Comprehensive Study Notes on Mutual Fund Returns and Biases

Introduction to Mutual Fund Returns

  • Mutual funds often present outstanding performance returns in advertisements.
  • Notably, it is rare to see advertisements featuring poor performance results.
  • This phenomenon raises questions about the actual performance of mutual funds and what happens to underperforming funds.
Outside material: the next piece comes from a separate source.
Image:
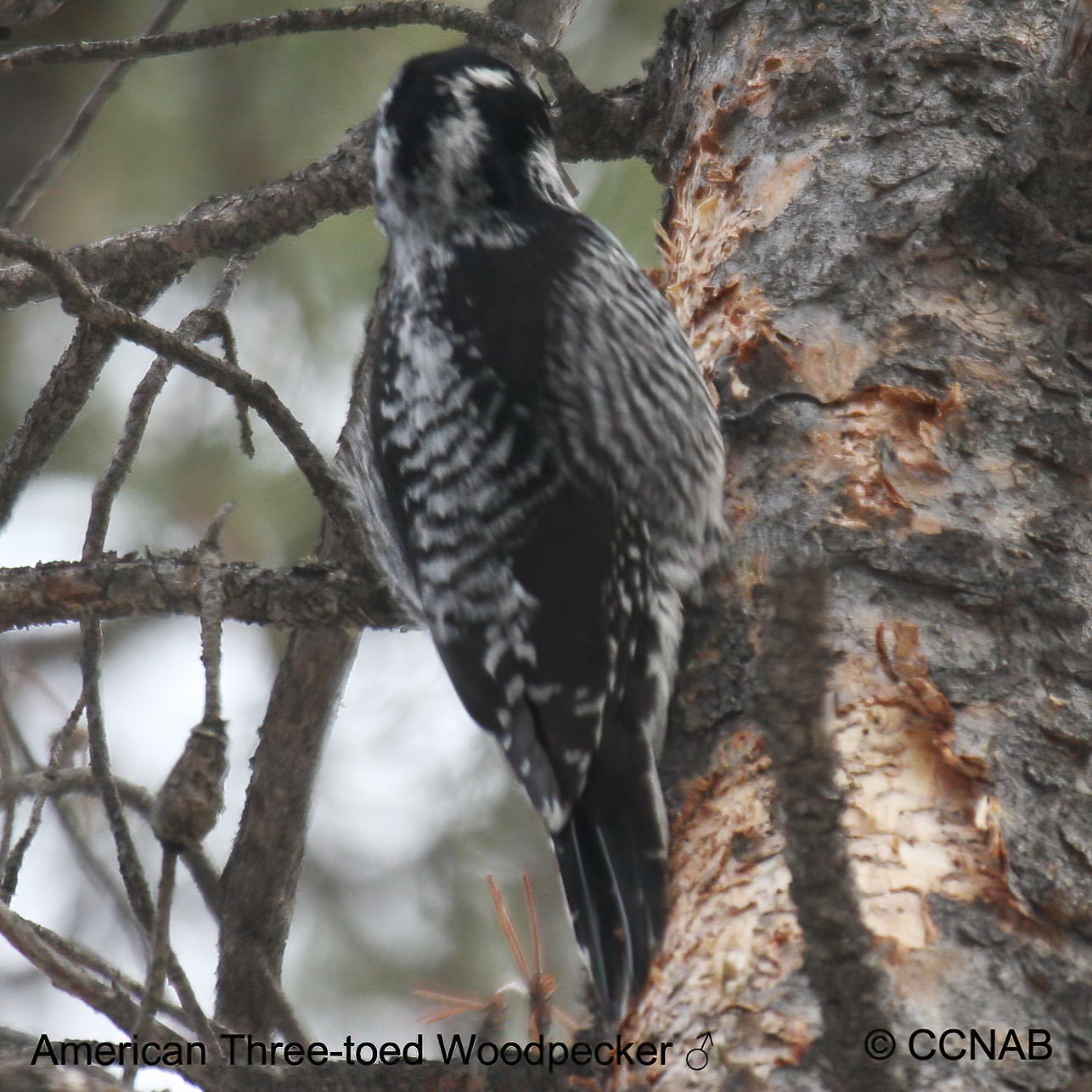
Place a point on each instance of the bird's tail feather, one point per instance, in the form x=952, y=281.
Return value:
x=616, y=899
Survivorship Bias in Mutual Funds

  • Definition: Survivorship Bias

    • Occurs when only the successful funds are accounted for in reports, while unsuccessful funds are excluded.
    • This skews statistical data, suggesting that only winning funds exist.
  • Mechanism of Survivorship Bias:

    • Poor-performing funds are either closed or merged into better-performing funds.
    • This leads to a perception that mutual fund companies consistently generate positive returns.
  • Case Example:

    • Post dotcom crash, many underperforming Internet funds were merged into larger technology funds.
    • The negative performance history of the merged funds was effectively erased from financial reports.
    • Result: Investors may be misled to believe that performance is better than actual.
  • Statistical Findings:

    • Study by Mark Carhart (Journal of Finance, March 1997):
    • Reports that by 1993, one-third of mutual funds had disappeared.
    • Wall Street Journal (1997):
    • Mutual funds reported average returns of 18.1% during 1982-1992.
    • When considering survivorship bias, this average decreased to 16.3%.
    • This return was lower than the S&P 500's return of 17.5% during the same period, indicating underperformance in mutual funds when adjusted for survivorship bias.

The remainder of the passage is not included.